Before we get too deep into the new season though, its a must-do to revisit how the Schaefer Hall of Fame and Ring of Honor members enjoyed the Daytona 500 weekend.
Yours truly found this Daytona glass in the back of the kitchen cabinet. It was the perfect choice for the perfect yard beer.
SROH member, Bubba, makes his blog debut with his SROH, his beverage, and his big screen.
SROH member, Bruton, was apparently the only one of us who actually went to the 500 this year. Not only did he go to the race, but he also visited the Streamline Hotel. Bill France, Sr. gathered a group of team owners, mechanics, drivers, investors, promoters and other influential men in December 1947 at the Streamline. The result of that meeting was the founding of NASCAR.
Now when a man goes to a race, he's got to do at least three things. Race, partake of the Schaef, and eat - though not necessarily in that order. And when in Florida, you simply have to enjoy seafood. This feast happens to be the Big River Combo at The River Grille on The Tomoka.
Bruton had this to say:
At the River Grille, I had the empty sitting on the table and another guy asked excitedly, "Hey, do they serve that here?" When I told him I brought it in just for the photo op he was disappointed. Since I had been in the Daytona Beach area only a couple of hours, I was not yet in a position to share.Here is Bruton dressed in his Schaefer Schunday Finest by the Halifax River. While at the pier, a guy walked by and said to him, "Hey, that Schaefer is a good beer!"

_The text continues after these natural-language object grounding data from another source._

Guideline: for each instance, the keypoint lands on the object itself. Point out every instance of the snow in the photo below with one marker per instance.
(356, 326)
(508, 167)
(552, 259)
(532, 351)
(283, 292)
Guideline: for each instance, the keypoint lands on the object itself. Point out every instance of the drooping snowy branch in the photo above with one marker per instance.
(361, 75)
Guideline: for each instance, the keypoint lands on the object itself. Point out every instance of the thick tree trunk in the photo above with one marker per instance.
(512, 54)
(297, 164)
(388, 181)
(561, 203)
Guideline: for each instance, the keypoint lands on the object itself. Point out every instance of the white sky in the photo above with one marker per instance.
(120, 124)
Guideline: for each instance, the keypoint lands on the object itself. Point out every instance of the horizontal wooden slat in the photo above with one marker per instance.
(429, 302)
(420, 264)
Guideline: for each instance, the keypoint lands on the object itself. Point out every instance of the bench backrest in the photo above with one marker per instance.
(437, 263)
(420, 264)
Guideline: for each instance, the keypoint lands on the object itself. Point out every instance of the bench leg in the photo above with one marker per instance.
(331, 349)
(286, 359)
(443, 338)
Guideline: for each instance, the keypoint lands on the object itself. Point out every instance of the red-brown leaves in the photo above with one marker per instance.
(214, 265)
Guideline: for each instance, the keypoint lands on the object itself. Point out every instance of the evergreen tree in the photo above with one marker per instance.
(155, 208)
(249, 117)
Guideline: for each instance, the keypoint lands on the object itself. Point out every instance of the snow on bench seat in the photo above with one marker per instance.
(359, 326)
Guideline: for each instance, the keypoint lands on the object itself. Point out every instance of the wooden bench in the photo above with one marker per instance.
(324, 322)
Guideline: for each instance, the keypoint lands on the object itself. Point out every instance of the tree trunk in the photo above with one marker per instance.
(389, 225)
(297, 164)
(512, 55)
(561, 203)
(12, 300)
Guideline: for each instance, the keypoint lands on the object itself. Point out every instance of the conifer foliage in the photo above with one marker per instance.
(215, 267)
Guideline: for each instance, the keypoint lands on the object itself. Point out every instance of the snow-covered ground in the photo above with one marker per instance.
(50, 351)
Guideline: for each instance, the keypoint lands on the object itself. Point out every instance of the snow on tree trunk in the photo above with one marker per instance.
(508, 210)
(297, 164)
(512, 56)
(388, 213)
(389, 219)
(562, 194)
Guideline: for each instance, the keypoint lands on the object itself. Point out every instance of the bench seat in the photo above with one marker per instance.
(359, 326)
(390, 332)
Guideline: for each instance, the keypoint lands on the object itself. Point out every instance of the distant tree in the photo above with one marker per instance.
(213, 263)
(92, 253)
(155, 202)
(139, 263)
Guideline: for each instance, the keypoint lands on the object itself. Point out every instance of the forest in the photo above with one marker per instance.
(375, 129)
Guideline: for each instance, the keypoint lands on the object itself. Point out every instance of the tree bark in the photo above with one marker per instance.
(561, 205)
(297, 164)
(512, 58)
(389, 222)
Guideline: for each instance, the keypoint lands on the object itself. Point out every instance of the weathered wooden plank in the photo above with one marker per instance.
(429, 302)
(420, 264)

RACEDAY! I'll let Bruton tell his own story:
Sunday: A guy saw my hat and shirt and said, "Schaefer Beer, the one beer to have when you're having more than one!" We both discussed how much we liked it and lamented the difficulty we have in finding it now. I tailgated with Ed, a retired Highway Patrolman from Michigan. He saw the nectar and recalled it fondly so I shared one with him. He said, "That tastes as good as it ever did. I miss this beer but can't find it anymore."

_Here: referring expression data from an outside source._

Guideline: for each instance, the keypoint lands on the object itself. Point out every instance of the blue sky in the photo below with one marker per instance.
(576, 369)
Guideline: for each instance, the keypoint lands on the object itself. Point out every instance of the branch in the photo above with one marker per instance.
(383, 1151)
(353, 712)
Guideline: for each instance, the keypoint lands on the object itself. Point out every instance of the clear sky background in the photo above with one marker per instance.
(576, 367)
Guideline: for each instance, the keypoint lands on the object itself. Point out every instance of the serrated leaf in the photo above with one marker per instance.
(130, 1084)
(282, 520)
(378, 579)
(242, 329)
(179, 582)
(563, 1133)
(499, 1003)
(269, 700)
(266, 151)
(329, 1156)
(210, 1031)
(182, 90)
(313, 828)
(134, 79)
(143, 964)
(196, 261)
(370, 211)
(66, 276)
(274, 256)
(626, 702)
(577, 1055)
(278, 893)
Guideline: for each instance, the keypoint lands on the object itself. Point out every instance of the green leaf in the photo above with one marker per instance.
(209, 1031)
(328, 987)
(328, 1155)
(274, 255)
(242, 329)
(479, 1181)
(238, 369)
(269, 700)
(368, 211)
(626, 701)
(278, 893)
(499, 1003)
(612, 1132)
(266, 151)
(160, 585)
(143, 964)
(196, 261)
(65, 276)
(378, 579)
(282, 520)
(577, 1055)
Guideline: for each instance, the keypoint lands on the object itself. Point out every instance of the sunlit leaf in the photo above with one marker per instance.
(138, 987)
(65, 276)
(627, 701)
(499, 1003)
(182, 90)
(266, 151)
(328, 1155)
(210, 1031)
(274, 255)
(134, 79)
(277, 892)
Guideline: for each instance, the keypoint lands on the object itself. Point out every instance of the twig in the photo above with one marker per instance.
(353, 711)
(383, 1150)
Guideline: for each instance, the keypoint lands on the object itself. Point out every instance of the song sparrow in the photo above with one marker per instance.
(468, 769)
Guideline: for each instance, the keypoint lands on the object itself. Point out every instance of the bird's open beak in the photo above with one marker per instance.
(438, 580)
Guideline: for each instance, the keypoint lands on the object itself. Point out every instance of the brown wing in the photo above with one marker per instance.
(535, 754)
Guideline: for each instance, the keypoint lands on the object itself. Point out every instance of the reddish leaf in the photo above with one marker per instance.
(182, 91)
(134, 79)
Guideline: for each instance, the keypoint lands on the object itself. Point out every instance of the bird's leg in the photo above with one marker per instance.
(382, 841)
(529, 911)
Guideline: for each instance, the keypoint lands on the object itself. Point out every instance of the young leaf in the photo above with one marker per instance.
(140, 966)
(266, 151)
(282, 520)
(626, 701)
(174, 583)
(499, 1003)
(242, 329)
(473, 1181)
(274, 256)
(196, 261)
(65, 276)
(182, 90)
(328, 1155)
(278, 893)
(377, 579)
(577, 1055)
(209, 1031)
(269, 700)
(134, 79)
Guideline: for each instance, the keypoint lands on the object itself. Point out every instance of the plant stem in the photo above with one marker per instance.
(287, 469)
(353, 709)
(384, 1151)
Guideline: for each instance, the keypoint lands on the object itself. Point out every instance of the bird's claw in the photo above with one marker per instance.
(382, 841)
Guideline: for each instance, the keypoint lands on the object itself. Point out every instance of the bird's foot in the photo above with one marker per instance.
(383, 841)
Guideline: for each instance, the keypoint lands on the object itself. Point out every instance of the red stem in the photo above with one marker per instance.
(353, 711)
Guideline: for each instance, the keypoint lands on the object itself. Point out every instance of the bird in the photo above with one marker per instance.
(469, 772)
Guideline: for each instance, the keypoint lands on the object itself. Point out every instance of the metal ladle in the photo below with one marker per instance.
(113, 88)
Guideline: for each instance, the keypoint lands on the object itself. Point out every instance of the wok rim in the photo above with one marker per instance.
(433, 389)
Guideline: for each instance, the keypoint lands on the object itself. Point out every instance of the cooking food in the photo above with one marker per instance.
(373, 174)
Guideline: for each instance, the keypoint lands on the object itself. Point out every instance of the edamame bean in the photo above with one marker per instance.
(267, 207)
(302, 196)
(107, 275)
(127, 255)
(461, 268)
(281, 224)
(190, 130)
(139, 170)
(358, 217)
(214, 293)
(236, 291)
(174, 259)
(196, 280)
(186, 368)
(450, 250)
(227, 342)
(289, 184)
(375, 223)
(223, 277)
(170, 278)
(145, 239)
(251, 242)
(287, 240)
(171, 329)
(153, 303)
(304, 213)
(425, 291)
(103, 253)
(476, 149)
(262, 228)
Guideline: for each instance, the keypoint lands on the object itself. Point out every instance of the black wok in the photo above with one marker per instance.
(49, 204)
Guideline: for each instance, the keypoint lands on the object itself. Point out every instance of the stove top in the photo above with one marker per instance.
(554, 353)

A guy scalping tickets saw it and had a fit so I shared one with him too. He paid me a dollar for it. A real unique piece of work who wandered up bought another one for a dollar as well. He was rough as a cob but harmless and funny and he loved the Schaef. It occurred to me at that point I had become a Schaefer retailer.

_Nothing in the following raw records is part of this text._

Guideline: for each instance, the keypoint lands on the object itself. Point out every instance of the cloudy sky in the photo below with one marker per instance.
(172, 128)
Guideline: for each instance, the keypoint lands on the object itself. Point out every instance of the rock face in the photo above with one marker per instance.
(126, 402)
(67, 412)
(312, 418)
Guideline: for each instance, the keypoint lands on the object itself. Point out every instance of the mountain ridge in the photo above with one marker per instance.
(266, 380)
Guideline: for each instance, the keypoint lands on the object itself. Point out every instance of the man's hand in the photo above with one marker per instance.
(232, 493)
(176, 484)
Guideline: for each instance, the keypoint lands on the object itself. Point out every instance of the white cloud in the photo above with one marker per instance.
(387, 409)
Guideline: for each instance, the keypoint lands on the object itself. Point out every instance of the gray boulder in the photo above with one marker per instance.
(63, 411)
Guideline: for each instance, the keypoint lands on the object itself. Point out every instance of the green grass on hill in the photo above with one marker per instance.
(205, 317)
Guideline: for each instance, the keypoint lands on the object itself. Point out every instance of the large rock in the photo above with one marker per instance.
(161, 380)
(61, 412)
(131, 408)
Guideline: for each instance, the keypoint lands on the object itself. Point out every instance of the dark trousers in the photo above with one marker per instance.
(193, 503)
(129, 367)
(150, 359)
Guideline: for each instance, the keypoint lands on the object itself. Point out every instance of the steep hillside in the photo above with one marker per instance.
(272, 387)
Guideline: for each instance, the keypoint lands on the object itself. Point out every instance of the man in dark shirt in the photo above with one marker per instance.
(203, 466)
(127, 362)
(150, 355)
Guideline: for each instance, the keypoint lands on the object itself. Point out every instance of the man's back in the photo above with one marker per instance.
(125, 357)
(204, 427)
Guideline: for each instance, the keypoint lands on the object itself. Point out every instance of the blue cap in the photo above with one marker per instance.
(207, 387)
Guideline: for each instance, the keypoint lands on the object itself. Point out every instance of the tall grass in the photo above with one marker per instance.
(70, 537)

During the race, there was an Earnhardt fan to my left that found me hilarious and enjoyed ribbing me too. When A.J. [Allmendinger] boogered up the nose and pitted the second time under caution, I felt something hammering my left earphone. It was his forefinger, and he was giving me hell about the #43 screwing up yet again. He was laughing so hard he could barely talk, and he got me so tickled all I could do was laugh back at him. He saw me crack one open and asked, "Oooh, where did you find that? I never see that stuff anymore!" I told him where I bought it and offered him one which he accepted with a big ol' smile. He opened it immediately and took a big gulp before saying, "That's still a damn good beer!"SROH's Rev. Randy Esq. spent his Daytona weekend doing his own form of racing. He and some friends entered their $500 crap-can Acura in the 24 Hours of LeMons Southern Discomfort race at Carolina Motorsports Park. With sponsorship from the Schaefer Hall of Fame (meaning I simply sent him a Schaefer logo JPG to create a couple of decals), the appropriately named Hey Y'all Watch This team scratched out a respectable 15th in a field of 50 entries.
Sorry to disappoint you ladies, but I'm pretty sure those aren't really his sunglasses. But having met Rev. Randy, the rest of what you see is legit I think.
As an aside from the Schaefer recap, Randy and his partners-in-crime e-mailed several updates during the long weekend. Many of us got updates on cars, race progress and penalties from officials. Here are a few of the gems I received:
- A Mazda Miata mocked up to resemble a Star Wars landspeeder.
- The HYWT team's driver went off in turn 3 and got black flagged. He told the judges he lost concentration because he was texting his wife to tell her how good he was doing. He also claimed the race track owed him money for all the landscaping he was doing. The judges laughed. Penalty: two ten year-olds got 10 swings each with a sledgehammer to the hood and front fenders.
- Mime the Crime penalty. An Asian dude spun out. Penalty: he had to apply face paint and a costume and act out what occurred.
- Real Housewives of Bahrain team got penalized for a spin and were required to re-enact the overthrow/rebellion in a middle eastern country.
To wrap this up, this may be the oddest - yet funniest - photo I received courtesy of Charter SHOFer, Philly. A can of Schaefer, a near empty bottle of Bacardi, and um...uh...a bikini vase?
The 20th Year of Schaefer Racing is well underway. With trips to races such as Charlotte, Kentucky, Dover, Michigan, Atlanta and Bristol yet to come, 2011 should be quite the memorable year for the SHOF and SROH.